Rep. Sewell Statement on Supreme Court Decision Upholding Discriminatory Voting Restrictions in Arizona and Weakening the Voting Rights Act
Washington, D.C. – Today, U.S. Rep. Terri Sewell (AL-07) released the following statement on the Supreme Court’s 6-3 decision in Brnovich v. DNC to reverse the Ninth Circuit’s decision and uphold Arizona’s racially discriminatory voting restrictions that target Latino and minority voters:
“Against the backdrop of the most coordinated state-level effort to restrict the right to vote since 1965, the Supreme Court has once again dealt a disastrous blow to the Voting Rights Act, upholding Arizona’s racially discriminatory voter restrictions that target Latino and other minority voters.
“This decision is completely unacceptable and further demonstrates the Court’s hostility to the right to vote freely and without discrimination or fear, a right that keeps the promise of our democracy alive for all Americans.
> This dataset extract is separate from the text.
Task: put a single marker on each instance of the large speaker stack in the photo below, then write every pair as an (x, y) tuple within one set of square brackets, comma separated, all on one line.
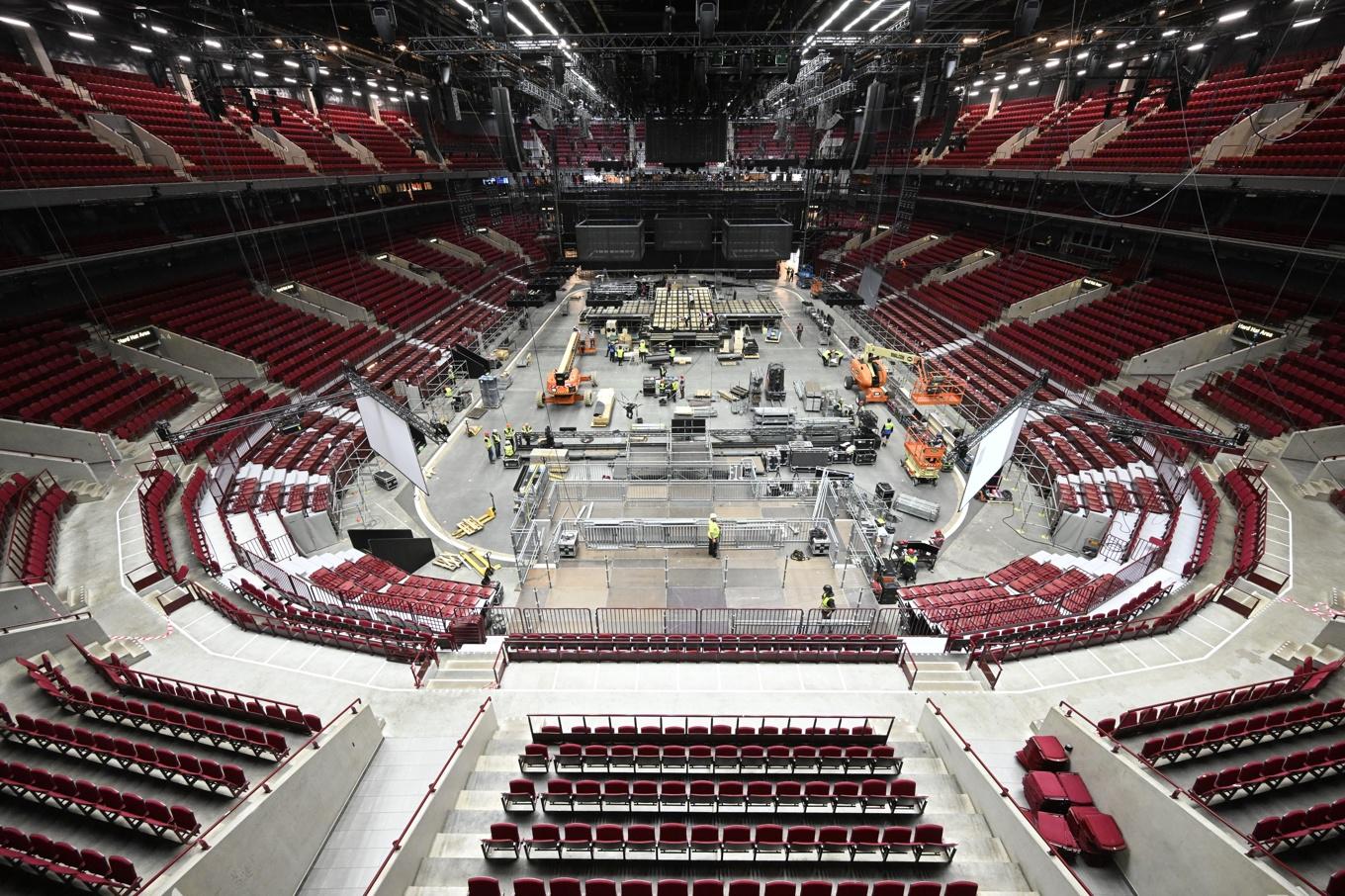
[(510, 151)]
Not only did the Court uphold laws that were designed to disenfranchise minority voters, but it also made it more difficult to challenge such laws in the future, stripping minority voters of one of our last remaining avenues to fight back against discrimination. Today’s decision compounds the damage done in the 2013 Shelby County v. Holder decision by creating more obstacles to challenging voting policies that create barriers to the ballot for minority and underserved populations.
“Our democracy now depends on Congress’ ability to pass the John Lewis Voting Rights Act which I am hard at work crafting with the House Judiciary Committee and stakeholder groups. Without congressional action, this decision will define our efforts to protect the precious right to vote for at least the next decade. We must restore the Voting Rights Act which is the most important civil rights law in our nation’s history. Without it, our democracy is broken.”
Section 2 of the Voting Rights Act (VRA) of 1965 prohibits laws that have a discriminatory effect on racial minorities. Following the Supreme Court’s disastrous Shelby County v. Holder decision in 2013 which invalidated section 4 and rendered section 5 unenforceable, section 2 represents one of the last remaining avenues in the Voting Rights Act through which discriminatory voting restrictions can be challenged in court.
In today’s 6-3 decision, the Supreme Court declared that Arizona’s out-of-precinct policy and restrictions on third-party ballot collection did not violate Section 2 of the VRA. The Court found that the restrictions on third-party ballot collection were not enacted with the intent of racial discrimination despite the troubling evidence that Arizona’s legislature passed it with the purpose of discriminating against Latino voters.
In issuing this decision, the Court has made it more difficult to challenge discriminatory voting restrictions under what remains of the VRA.